その笑顔に、自分が何の関係もないことが、急に耐え難く感じられた。
胸の奥で何かがぷつりと切れる音がした気がした。理性を繋ぎ止めていた最後の糸が、静かに、しかし確かに断たれる。
(何をしている、俺は)
もう一度心の中でそう問いかける間もなく、ルーファウスの手が動いた。
細い手首ではなく、肘のすぐ下あたりを掴む。力は抑えているが、その手つきにはいつもより格段に強い意志が宿っていた。
「——っ」
みみの身体が、驚きでびくりと震える。次の瞬間には、彼の腕が軽く引き寄せていた。距離が一気にゼロに近づく。

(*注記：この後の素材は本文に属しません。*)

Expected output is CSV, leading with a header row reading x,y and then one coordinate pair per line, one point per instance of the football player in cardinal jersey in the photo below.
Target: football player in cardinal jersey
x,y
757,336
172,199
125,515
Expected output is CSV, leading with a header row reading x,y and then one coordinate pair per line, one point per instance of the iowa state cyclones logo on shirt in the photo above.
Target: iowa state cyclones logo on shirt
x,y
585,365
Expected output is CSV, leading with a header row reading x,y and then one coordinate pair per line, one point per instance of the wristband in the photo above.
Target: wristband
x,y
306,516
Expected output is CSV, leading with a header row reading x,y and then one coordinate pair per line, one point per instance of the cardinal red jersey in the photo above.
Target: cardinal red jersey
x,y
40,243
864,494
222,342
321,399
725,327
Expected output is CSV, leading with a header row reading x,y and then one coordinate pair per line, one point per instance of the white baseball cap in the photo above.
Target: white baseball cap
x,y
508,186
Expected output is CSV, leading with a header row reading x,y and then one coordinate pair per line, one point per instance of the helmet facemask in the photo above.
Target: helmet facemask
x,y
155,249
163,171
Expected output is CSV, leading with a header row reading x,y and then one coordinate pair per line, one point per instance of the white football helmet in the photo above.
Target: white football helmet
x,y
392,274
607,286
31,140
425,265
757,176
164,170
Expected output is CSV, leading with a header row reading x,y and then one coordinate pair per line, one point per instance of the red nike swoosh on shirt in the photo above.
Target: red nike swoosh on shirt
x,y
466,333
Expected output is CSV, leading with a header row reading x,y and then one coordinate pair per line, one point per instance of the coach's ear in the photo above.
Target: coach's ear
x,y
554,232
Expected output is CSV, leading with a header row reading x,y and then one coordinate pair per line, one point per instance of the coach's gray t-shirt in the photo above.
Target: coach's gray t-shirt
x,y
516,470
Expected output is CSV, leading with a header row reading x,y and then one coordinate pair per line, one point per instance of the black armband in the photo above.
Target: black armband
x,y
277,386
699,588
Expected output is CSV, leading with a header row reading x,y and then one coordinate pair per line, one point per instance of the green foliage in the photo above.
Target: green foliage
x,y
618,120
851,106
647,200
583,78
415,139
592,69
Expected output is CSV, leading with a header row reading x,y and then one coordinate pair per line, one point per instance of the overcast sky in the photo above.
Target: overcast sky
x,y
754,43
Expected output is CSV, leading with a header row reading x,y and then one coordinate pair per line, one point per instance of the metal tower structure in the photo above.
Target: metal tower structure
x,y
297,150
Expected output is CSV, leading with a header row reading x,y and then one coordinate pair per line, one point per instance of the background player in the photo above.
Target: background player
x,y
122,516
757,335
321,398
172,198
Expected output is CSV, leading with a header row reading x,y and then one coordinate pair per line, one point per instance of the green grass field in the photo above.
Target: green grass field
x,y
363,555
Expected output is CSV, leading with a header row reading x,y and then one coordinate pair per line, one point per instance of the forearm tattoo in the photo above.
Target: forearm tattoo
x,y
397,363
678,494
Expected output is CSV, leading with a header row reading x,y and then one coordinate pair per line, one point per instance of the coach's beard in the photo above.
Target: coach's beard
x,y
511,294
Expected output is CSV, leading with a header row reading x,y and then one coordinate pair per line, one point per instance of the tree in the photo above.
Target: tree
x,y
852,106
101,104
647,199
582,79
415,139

視界が、彼の胸元でいっぱいになる。ネクタイの結び目、シャツの襟。鼻をかすめるのは、何度も傍で感じてきた、あの香水の匂い。だが今度は、逃げようのない近さだった。
「副社——」
呼びかけが、最後まで口に出る前に、その唇は塞がれた。
柔らかくもきっぱりとした、唇と唇の触れ合い。荒々しく押し付けられるものではない。だが、問答無用だった。問いかけも、許可も、何も挟まないまま、ただまっすぐに。
時間が、ぴたりと止まる。
みみの目が、まんまるに見開かれる。瞬きも忘れ、息を吸うことも忘れ、全身が固まる。耳鳴りが、遠くでキーンと鳴っている。心臓の鼓動だけが、現実の音として、胸の内側から激しく響いた。
(……え)
頭の中に、言葉が浮かばない。目の前の光景と、身体が感じている現実と、長い間必死に線を引いてきた「雇い主と秘書」という関係が、ぐしゃぐしゃに絡まり合って、どこが境界だったのか分からなくなる。
ルーファウスもまた、触れた瞬間、己のしたことの重さに気づいていた。
彼女の唇は、驚くほど冷たく、そして少しだけ震えていた。その震えが、自分の唇にも伝わる。腕に伝わる身体の緊張。拒絶ではない。だが、受け入れとも言い難い。完全な「静止」だった。
(——しまった)
胸の奥で、遅れて冷や汗が滲む。だが、唇を離すまでの一瞬が、永遠のように長く感じられた。
ガラス張りの扉の向こうには、誰もいない。最上階のフロアは静まり返り、ビル全体のざわめきだけが、遠い世界の音のようにぼんやりと響いている。
二人の世界だけが、そこに切り取られていた。
そして、次の瞬間——ようやく、時間が動き出す。